HC Deb 27 March 1885 vol 296 cc842-3

asked the Under Secretary of State for the Colonies, Whether Her Majesty's Government have received any official information as to the proceedings now being taken by Sir Charles Warren in Bechuanaland for inquiring into the murder of British subjects in that territory, as well as for the punishment of the murderers; and, whether he will inform the House what is the nature of the difference between Sir Charles Warren and Mr. Upington, the Cape Prime Minister; and what jurisdiction the latter has in Bechuanaland?


Our information as to the proceedings referred to is but scanty. In the case of the murder of the man called Honey, we understand that the inquiry as to Mr. Niekerk's guilt is still proceeding. In the case of the murder of Mr.
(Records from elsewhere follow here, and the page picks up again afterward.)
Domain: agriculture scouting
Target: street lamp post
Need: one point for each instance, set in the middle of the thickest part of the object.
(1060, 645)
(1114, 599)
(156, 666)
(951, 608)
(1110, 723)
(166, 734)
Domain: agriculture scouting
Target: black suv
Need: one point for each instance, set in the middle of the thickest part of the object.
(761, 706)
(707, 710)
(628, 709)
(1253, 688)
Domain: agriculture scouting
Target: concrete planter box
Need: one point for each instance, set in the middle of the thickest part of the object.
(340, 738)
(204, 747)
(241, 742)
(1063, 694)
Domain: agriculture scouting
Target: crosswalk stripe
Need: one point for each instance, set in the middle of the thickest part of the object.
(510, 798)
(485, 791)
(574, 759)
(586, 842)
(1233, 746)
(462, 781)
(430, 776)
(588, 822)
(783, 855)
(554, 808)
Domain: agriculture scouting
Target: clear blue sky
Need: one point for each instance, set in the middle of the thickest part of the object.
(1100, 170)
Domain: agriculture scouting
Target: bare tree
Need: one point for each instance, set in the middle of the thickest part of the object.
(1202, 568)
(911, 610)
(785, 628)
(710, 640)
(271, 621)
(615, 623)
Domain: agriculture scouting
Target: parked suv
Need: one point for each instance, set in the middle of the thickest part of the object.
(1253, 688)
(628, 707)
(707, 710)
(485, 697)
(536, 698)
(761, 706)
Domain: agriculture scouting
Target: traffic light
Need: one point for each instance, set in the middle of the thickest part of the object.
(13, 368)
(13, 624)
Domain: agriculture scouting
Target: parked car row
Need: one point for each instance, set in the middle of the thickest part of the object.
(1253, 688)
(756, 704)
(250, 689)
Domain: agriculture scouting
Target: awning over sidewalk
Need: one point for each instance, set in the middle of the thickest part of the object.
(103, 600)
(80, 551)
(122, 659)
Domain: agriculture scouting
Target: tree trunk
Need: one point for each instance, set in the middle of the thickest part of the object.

Bethell, all we know is that Sir Charles Warren introduced the subject at his interview with President Kruger, and that the latter promised that he would help him to the best of his power, so far as the law would allow. As to the second part of the Question, we do not understand that Mr. Upington is at present in any way interfering with the affairs of Bechuanaland, beyond giving to the High Commissioner his opinion as Attorney General when requested to do so.


asked whether, in view of the serious differences that had arisen between Sir Hercules Robinson and Sir Charles Warren, Her Majesty's Government were not able now distinctly to state that they would support Sir Charles Warren in the valuable work he was doing?


I demur to the expression "serious differences," and would refer the hon. Member to an answer given yesterday in "another place" by my noble Friend the Secretary of State.